If you ever find yourself writing this, do remember excellent util get_or_create provided by Django, which does a bit more necessity that we generally ignore. Let’s see what get_or_create should be doing under the hood:

try:
return some_model.get(**queryset), False
except some_model.DoesNotExist:
try:
instance = some_model.create(**queryset)
return instance, True
except IntegrityError:
return some_model.get(**queryset), False

This might seem weird repeating the same logic in the except clause, but this comes into the picture when we are working with concurrent requests. Let us try to understand this pictorially.

The execution of the above-mentioned functions for concurrent requests

So, assuming the required unique constraints in their place, your implementation will throw an integrity error, but Django’s get_or_create will catch that and provide a neat response for you.

But as we could not put any unique_contraint above, in our case, it will happily create 2 Addhaar Cards for a single user (UIDAI, code red!) and the next time when I confidently run get(user=user, document_type="AADHAAR_CARD") relying on my poor clean function and Django’s get_or_create it will return me never expected Multiple objects. FML!

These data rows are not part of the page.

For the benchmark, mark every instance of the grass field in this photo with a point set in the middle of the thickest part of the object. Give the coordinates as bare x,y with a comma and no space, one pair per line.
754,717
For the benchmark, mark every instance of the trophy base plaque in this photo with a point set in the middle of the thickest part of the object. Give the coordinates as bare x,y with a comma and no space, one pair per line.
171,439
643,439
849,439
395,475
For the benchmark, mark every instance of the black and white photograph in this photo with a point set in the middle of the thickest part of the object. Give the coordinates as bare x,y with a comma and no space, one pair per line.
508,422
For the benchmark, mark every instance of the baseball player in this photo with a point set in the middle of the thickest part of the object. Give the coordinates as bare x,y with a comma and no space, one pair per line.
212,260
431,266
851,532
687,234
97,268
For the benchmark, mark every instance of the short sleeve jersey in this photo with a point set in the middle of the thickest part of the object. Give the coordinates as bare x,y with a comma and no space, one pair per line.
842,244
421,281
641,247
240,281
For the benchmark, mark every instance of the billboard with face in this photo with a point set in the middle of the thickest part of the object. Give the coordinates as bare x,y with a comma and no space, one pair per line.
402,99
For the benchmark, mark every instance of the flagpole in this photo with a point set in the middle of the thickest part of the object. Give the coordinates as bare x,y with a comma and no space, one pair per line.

Django 2.2 to the rescue; introduced UniqueConstraint , which allows you to apply unique constraints conditionally to your models. In code, something similar to:

class Document(models.Model)
user = <>
document_type = <>
document = <>

class Meta:
constraints = [
models.UniqueConstraint(
fields=['user', 'document_type'],
condition=Q(
document_type__in=["AADHAAR_CARD", "PAN_CARD"]
),
name='unique_user_unique_document_type'
)
]

And then we live happily. No more sentry alerts, no more users with multiple Aadhaar cards! Phew!

Coming to an end, the moral of the story is to —

Never ever use get_or_create or similar logic with a lookup which is not “unique-constrained” on the database level!